2012

09/12/2009

Dado que cualquier reseña o comentario sobre 2012 no sería capaz de hacerle justicia lo mejor es reproducir a continuación de estas líneas las declaraciones de aquéllos que han hecho posible este acontecimiento fílmico.

– Hola, soy Roland Emmerich, siempre me ha gustado hacer películas de cosas que se rompen pues ya desde bien pequeño era yo muy destrozón. Para mi próximo filme de romper cosas se me ha ocurrido una idea que superará con creces las espectaculares secuencias de cosas que se caen y se rompen que pueden disfrutarse en 2012. Se tratará de una película en la que sólo se verá un primer plano de una boca masticando y reduciendo a añicos toda suerte de alimentos crujientes como galletas, patatas fritas o pan tostado mientras el espectador asiste asombrado a una lluvia a cámara lenta de miguitas proyectadas con extrema violencia. La voy a titular Las cosas del querer 3.

– Hola, soy John Cusack, protagonista masculino de 2012, normalmente participo en interesantes proyectos cinematográficos muy variados en su temática aunque con un punto en común, todos ellos son películas malas.

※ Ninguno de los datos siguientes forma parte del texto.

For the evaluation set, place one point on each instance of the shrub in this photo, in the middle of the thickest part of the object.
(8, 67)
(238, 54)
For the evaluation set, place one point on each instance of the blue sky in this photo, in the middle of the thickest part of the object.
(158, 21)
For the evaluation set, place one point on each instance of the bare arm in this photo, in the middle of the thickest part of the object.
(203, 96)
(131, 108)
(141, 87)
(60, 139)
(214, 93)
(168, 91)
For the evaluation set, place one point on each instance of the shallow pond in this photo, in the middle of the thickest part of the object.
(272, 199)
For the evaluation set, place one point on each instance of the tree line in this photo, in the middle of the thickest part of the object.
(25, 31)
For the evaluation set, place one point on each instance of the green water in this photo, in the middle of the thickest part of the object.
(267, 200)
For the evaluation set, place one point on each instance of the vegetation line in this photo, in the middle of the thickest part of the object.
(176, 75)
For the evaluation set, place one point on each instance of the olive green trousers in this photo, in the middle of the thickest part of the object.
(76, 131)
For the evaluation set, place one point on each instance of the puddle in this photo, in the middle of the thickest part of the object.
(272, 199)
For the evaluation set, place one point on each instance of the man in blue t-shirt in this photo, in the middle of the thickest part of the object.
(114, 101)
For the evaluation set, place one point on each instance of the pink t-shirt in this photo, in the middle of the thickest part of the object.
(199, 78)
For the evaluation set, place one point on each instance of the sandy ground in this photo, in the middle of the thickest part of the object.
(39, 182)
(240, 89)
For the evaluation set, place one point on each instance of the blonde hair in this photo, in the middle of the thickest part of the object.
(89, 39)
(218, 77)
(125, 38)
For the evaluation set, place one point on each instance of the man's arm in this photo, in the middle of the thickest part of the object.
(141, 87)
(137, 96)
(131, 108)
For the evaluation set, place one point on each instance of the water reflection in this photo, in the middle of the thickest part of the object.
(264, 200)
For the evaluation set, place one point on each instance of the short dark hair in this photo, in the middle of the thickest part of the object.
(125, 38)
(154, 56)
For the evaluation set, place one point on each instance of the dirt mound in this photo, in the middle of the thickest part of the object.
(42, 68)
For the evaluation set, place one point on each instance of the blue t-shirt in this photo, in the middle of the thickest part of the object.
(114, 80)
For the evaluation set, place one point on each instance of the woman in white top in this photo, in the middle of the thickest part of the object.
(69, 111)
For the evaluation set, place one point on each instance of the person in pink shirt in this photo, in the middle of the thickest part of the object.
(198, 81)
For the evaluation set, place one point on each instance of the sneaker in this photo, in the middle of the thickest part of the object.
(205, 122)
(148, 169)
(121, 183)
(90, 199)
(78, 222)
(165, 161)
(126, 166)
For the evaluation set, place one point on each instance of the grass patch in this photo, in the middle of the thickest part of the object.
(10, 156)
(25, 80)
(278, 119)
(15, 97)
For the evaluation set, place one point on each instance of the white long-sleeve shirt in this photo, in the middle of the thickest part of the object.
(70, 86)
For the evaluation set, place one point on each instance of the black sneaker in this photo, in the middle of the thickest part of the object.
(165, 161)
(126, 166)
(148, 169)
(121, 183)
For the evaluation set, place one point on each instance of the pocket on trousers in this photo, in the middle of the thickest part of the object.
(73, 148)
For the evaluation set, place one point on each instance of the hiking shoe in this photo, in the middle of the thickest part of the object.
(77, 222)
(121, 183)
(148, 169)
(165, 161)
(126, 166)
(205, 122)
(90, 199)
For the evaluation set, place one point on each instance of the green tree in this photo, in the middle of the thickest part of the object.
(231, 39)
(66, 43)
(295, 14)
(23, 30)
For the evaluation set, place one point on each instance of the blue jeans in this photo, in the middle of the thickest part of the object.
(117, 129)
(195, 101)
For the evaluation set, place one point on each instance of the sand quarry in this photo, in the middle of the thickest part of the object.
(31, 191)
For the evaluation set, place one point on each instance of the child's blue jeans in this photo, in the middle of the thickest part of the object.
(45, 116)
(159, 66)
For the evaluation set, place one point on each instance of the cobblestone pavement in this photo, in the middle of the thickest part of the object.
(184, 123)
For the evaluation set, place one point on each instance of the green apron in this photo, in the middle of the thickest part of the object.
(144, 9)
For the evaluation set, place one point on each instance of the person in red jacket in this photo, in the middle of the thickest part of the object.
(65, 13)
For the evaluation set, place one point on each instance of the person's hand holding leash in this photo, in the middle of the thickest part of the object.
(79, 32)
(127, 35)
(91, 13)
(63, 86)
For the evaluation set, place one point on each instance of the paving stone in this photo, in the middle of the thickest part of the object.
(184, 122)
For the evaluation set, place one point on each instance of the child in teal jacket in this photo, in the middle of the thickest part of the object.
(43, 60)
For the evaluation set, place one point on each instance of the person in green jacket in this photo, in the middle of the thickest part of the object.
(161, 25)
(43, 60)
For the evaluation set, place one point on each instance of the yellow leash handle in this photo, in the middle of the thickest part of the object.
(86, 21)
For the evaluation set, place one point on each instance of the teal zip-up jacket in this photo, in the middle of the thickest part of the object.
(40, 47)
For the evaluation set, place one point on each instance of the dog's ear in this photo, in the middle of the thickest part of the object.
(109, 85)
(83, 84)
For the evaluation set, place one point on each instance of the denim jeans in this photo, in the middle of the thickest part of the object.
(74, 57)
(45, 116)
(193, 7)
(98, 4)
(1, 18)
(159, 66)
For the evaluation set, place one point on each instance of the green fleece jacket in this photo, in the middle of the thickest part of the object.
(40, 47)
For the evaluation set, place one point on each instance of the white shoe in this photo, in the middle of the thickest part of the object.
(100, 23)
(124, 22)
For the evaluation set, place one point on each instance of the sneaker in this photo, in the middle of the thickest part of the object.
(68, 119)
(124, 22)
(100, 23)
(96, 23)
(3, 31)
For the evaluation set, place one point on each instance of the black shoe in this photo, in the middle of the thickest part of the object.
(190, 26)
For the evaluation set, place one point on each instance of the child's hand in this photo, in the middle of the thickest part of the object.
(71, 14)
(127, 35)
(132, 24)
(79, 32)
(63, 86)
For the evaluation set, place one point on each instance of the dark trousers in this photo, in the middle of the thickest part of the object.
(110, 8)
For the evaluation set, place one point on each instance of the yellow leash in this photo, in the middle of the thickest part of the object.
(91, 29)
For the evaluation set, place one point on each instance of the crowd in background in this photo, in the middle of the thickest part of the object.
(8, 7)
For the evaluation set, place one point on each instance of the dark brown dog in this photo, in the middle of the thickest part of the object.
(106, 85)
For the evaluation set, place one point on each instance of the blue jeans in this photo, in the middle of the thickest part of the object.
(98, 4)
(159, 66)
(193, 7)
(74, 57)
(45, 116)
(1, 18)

No lo dudé un instante cuando Roland me ofreció darle un giro a mi carrera y protagonizar un proyecto diferente a todo lo que había hecho anteriormente: una película muy mala.

– Hola, soy Amanda Peet, protagonista femenina de 2012, soy una actriz razonablemente buena, guapa y, lo que es más extraño si tenemos en cuenta lo anterior, con dotes para la comedia. Comencé mi carrera en el mundo del cine a una edad muy temprana y ya entonces se me consideró una joven promesa del celuloide. El paso del tiempo, los malos papeles – pero sobre todo escasos – han hecho que mi carrera evolucione desde joven promesa a promesa a secas. Cosas más raras se han visto. Por ejemplo, mi papel en 2012, un papelito que Roland me ofreció y yo acepté de mil amores pero que no daría más que para envolver un sugus de limón.

– Hola, somos el resto del reparto de actores que aparece en 2012, nuestra tarea es hacer olvidar al espectador que lo que está viendo es una película con un guión cochambroso en los momentos en los que se no se destrozan cosas, esto es, cuando hay gente hablando. Para ello se ha empleado un recurso muy astuto, contratar a actores de medio pelo cuyas caras son familiares al espectador medio pero a los que es incapaz de ubicar. De esta manera se distrae la atención del público que pasará toda la película tratando de recordar en qué otras producciones ha aparecido tal o cual personaje y de ese modo se le evita la desagradable tarea de seguir los diálogos de 2012.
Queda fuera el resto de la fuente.